Todd (VO): They started out OK; they sold out hard about eight years into their career; they had a ceaseless decade-long string of soulless, insipid soft rock.

Todd: And their frontman has the worst voice in history.

Snippets of Levine and Cetera's falsetto notes followed by a clip of a beaker breaking

Todd: So why "Girls Like You?" [screenshot Hot 100 chart with "Girls Like You" at #1] Why is that the #1 hit? (NOTE: This is a recurring question that Todd asks throughout the review with the same accompanying Billboard screenshot.)

Clip of Jimmy Kimmel Live!

Todd (VO): Is it off the strength of the album, now that we're in album-listening public again?

Brief clip of Adam Levine singing in the studio

Todd: God no! They're not an album band.

Todd (VO): No one gets excited for a new Maroon 5 record.

Todd: Like, look at their latest album, [album cover for...] Red Pill Blues. Apparently, Levine was not aware that "red pill" had been [shot of article: "Inside Red Pill, The Weird New Cult For Men Who Don't Understand Women"] hijacked by a really nasty group of online shitheads. And I don't blame him for not knowing that for the record. Why would he? Why would he even want to know about that? I wish I didn't know about that.

Clip of live performance of "Wait"

Todd (VO): But, yeah. That's a self-inflicted wound that would matter more, except... Todd: ...again, they're not an album band.

Video for "Cold"

Todd (VO): They've had five singles from this album cycle, all of them mildly successful, but two of them didn't even make it onto the record.

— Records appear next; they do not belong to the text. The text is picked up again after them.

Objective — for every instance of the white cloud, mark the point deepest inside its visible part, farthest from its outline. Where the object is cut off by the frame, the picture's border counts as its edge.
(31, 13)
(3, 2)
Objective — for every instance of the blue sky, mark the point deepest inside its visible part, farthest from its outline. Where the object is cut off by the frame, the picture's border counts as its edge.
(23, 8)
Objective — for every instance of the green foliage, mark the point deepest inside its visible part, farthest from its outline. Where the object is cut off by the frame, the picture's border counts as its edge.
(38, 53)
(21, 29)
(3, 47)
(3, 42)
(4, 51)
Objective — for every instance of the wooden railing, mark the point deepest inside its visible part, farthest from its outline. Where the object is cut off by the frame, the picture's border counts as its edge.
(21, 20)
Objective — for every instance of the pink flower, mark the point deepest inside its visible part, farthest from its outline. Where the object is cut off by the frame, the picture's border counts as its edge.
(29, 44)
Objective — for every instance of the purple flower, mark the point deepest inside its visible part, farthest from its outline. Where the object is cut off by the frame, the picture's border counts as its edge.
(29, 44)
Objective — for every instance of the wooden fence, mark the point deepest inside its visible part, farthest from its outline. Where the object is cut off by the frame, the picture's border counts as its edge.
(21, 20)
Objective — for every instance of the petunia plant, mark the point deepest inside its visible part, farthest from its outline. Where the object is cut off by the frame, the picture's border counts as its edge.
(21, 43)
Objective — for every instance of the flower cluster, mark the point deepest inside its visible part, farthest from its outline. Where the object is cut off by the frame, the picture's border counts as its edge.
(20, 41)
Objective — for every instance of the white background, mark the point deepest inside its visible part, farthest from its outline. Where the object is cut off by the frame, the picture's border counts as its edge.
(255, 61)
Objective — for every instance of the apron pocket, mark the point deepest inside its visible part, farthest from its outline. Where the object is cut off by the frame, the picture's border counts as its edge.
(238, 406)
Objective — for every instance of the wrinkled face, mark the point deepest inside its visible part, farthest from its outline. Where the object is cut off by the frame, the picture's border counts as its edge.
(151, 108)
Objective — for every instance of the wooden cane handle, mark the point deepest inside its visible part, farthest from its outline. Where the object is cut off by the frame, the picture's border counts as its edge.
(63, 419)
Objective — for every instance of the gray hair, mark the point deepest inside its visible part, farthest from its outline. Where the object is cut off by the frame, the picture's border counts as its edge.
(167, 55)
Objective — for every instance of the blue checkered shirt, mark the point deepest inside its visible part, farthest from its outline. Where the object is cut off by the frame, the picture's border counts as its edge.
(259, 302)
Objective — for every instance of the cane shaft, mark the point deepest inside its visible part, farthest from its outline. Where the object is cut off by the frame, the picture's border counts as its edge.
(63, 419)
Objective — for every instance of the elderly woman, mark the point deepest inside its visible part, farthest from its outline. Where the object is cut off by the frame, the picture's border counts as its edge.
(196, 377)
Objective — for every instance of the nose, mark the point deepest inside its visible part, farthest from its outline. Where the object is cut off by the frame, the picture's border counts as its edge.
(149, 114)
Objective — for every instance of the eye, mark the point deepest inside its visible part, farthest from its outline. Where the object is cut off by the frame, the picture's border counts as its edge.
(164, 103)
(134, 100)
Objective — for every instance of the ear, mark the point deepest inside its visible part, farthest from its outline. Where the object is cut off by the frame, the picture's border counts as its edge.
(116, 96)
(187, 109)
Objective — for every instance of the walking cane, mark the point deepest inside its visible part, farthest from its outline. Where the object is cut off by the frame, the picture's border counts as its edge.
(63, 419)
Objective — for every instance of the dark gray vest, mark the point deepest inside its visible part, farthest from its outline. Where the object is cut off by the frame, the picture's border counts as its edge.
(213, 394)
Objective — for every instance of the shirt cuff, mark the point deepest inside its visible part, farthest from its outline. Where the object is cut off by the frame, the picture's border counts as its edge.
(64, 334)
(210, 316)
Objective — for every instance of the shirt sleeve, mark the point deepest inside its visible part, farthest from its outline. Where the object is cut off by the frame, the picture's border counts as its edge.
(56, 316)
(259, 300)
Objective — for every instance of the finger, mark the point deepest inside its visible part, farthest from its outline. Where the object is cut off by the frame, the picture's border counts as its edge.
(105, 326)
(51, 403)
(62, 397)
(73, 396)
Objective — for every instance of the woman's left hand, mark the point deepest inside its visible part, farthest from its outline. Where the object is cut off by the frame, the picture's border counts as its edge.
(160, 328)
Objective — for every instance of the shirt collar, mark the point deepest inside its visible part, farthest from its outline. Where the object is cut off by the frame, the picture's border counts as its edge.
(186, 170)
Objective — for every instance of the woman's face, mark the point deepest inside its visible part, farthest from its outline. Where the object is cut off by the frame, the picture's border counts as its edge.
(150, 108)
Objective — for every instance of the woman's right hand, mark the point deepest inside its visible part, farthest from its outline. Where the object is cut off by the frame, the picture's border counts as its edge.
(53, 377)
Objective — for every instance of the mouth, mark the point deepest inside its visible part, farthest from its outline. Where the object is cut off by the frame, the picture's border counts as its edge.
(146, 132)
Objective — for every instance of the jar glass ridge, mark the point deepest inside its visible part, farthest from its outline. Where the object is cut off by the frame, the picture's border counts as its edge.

Todd: And no one cared because the LP does not matter.

Todd (VO): So why "Girls Like You?"

Todd: Is it the lyrics? What are the lyrics?

Clip of "Girls Like You"

Adam: Spent 24 hours

I need more hours with you

Todd (VO): Oh, gee, yet another vaguely romantic song that hints at some kind of fun, but in a thoroughly nonspecific and non-erotic way. Todd: Levine doesn't even seem to know whether it's about a serious relationship...

Adam: We spent the late nights

Making things right, between us

Todd: ...or an on-and-off, friends with benefits situation.

Adam: When I come through

I need a girl like you

Todd: He doesn't know., he doesn't care. No one does. I don't even know what mood he's going for. Is it supposed to be sexy?

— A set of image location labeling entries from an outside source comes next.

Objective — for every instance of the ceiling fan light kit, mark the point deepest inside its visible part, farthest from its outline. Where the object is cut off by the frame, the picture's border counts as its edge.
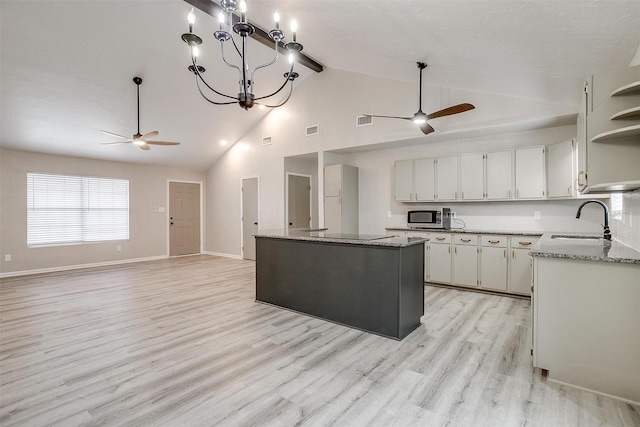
(420, 118)
(142, 141)
(245, 97)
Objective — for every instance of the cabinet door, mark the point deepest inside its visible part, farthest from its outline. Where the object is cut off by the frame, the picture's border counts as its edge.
(499, 175)
(333, 214)
(404, 180)
(530, 173)
(493, 268)
(472, 177)
(465, 265)
(520, 277)
(560, 165)
(424, 179)
(440, 263)
(333, 181)
(447, 178)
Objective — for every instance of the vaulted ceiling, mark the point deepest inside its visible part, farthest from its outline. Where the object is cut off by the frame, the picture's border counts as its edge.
(67, 66)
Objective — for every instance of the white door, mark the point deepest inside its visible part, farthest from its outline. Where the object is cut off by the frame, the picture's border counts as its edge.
(184, 218)
(249, 217)
(424, 179)
(403, 170)
(465, 265)
(499, 175)
(530, 173)
(440, 263)
(298, 201)
(333, 181)
(493, 268)
(333, 214)
(472, 177)
(447, 178)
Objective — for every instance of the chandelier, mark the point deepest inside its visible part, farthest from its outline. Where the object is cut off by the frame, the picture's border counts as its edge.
(245, 97)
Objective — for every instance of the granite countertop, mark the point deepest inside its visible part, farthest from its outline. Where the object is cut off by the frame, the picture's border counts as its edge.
(345, 239)
(584, 249)
(460, 230)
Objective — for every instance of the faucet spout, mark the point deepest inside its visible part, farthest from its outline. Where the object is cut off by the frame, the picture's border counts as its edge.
(607, 232)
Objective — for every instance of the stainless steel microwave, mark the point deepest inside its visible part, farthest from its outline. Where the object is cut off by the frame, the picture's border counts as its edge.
(432, 218)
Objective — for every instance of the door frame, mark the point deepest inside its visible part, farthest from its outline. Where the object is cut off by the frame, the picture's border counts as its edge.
(286, 198)
(201, 187)
(242, 211)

Todd (VO): I don't see how as...these days Adam Levine is...

Todd: ...basically just an animatronic Ken doll.

Todd (VO): So why "Girls Like You?"

Todd: Is it the chorus?

Adam: 'Cause girls like you

Run around with guys like me

'Til sundown, when I come through

I need a girl like you, yeah yeah

Todd (VO): I can't imagine how. This is some weak sauce shit. The lyrics convey nothing.

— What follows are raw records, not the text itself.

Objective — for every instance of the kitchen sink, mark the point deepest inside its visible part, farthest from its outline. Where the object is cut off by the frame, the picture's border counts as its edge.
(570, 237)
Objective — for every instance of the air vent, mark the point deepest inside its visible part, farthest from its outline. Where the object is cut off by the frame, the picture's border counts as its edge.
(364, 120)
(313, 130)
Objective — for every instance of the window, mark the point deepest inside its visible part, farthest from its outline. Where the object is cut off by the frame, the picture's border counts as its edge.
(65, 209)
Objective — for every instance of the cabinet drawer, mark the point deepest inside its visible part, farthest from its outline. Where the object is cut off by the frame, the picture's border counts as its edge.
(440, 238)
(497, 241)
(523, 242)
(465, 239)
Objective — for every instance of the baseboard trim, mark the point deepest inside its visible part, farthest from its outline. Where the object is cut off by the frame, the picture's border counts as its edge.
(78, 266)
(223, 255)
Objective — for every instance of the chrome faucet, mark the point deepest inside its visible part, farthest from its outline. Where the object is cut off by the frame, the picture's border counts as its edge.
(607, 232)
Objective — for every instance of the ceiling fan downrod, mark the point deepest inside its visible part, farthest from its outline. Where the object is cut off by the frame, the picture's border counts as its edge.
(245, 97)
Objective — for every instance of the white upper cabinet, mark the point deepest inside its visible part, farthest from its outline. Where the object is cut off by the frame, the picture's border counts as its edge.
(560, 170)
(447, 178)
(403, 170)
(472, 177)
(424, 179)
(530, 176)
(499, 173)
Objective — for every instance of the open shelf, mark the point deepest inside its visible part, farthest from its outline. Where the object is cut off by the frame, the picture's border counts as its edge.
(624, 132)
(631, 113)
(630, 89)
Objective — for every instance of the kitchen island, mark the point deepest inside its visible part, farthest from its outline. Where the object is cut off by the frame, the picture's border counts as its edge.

Todd: Girls like you, guys like me. What are "girls like you?"

Todd (VO): What makes "girls like you" like you? Are they hot? Fun? Smart?

Todd: Five hundred pounds? What?! There's nothing there!

Todd (VO): There's no hook in the hook! It never kicks...

Todd: ...in, it never starts!

Todd (VO): The song operates at a low, irritating mellow that doesn't ever end. In fact...

Todd: ...wait. Is that some familiar chords I hear?

Black screen with chords: I . V . vi. IV

Single bar of Nick Long's "Four Chord Song" over opening of Journey - "Don't Stop Believing"

Todd (VO): Pop song chords—The Comic Sans of musical structure. Of course songs don't necessarily need choruses anymore because it's all about the drop these days.

Todd: But..."Girls Like You" doesn't have a drop.

Todd (VO): It-it seems really out of step with current trends, 'cause Maroon 5 are still playing the same playbook they've done this entire decade. Verse, chorus, verse, chorus, guest rapper. That's not really how pop songs work anymore.

Todd: At least that's what I thought, but then I realized, "Wait. It does have a drop."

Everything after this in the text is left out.